The Cowboys ran the ball well, and Prescott played four quarters of smart, turnover-free football. So, along came the obvious question: did Sunday's 27-20 win against the Eagles feel like 2016?
"I mean, that's two years ago. I don't go back and look and try to compare now to then," Prescott said. "This is the team we have, and when everything is clicking and we're playing the way we need to be playing, this is what we're capable of."
If that's true, then this was a tempting glimpse at what could be for the Cowboys.
For an offense that has floundered through the majority of this season, this game was a revelation – and there definitely were some familiar components.
For starters, the Cowboys ran the ball at will, rushing 28 times for 171 yards against the second-best run defense in the NFL. And if that wasn't good enough, they did it without their preferred starter at any of the spots along the interior of the offensive line.
In addition to the injuries to Travis Frederick and Connor Williams, Zack Martin also missed a solid chunk of the first quarter – not that it stopped Ezekiel Elliott from averaging nearly eight yards per carry.
"Those three guys in the interior that weren't starters at the beginning of the year, at one point were in there in the game doing a great job of moving the front and giving Zeke holes," Prescott said. "And Zeke was doing what he does best, finding them and making plays and making guys miss in the second level, it was huge."
When Elliott wasn't hurdling people or breaking through to the second level, Prescott was playing the efficient style of football he became known for early in his career.
To be fair, there were some missed throws – not to mention a near pick-six. At the end of the night, though, the Cowboys' quarterback had completed 72 percent of his passes for 270 yards and at touchdown, to go along with another touchdown on the ground.
Perhaps it was the balancing effect of adding Amari Cooper to the offense, or perhaps it was the rash of injuries currently crippling the Philadelphia secondary. Regardless, Prescott was able to get his weapons involved to a degree that hasn't been seen much this season. He completed passes to eight different receivers, hitting balls for gains of 25, 24, 23, 21 and 17.
"They didn't give as much single-high as we kind of expected going into this game, and maybe it's because of Cooper or whatever it was – but we were able to take advantage of them," he said.
To go back to the original point, it feels futile to compare this to 2016 because it has been so inconsistent. That 13-3 team rolled over nearly everyone it played, finishing with the league's second-best rushing offense in the process.
On the flip side, it was honestly shocking to see the Cowboys run over this Eagles team, given the way Elliott was bottled up by the likes of Houston, Washington and Tennessee in recent weeks.

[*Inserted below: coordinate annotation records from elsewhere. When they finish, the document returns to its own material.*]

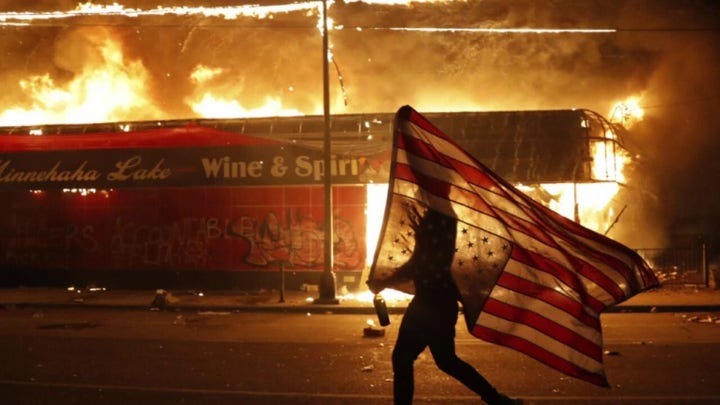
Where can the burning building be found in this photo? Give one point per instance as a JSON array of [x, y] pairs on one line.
[[77, 64], [218, 203]]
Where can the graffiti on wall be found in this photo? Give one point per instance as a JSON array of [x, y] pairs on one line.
[[297, 241], [263, 241]]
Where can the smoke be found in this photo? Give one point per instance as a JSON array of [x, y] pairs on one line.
[[664, 50]]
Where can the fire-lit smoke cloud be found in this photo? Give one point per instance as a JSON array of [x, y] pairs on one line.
[[665, 51]]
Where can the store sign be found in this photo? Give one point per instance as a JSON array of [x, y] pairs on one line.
[[247, 165]]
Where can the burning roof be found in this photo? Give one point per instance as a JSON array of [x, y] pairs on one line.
[[522, 146]]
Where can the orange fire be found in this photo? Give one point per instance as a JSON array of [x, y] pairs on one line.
[[627, 113]]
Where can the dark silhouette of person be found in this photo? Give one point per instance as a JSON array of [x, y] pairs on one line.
[[433, 312]]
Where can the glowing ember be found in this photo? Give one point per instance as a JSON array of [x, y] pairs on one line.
[[107, 88], [628, 112]]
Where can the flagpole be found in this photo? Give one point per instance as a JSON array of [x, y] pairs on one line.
[[326, 288]]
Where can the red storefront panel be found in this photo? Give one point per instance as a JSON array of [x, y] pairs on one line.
[[188, 229]]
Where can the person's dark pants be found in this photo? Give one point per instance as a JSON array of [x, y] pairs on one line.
[[411, 342]]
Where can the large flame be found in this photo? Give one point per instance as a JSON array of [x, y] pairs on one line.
[[107, 88], [627, 113]]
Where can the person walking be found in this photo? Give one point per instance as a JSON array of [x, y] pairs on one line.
[[429, 321]]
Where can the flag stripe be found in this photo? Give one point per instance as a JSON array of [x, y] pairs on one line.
[[545, 356], [418, 146], [543, 296], [546, 294], [515, 333], [564, 275], [544, 325]]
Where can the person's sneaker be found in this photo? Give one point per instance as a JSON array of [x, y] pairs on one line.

But seeing them do it had to be encouraging for those that are trying to solve the Cowboys' offensive woes. To paraphrase team owner/general manager Jerry Jones, if you've seen them do it once, that means they can do it again.
With another road trip looming next week, Prescott and his teammates won't have to wait long to settle that speculation. In the meantime, the hope is that this is the start of a new trend."We've just got to use this as momentum and continue to grow," he said. "This is a winning team, and it's great when you go on the road and win – it's the first time doing that this year. It's important for us to feel that, feel that energy in the locker room and make sure we don't forget that."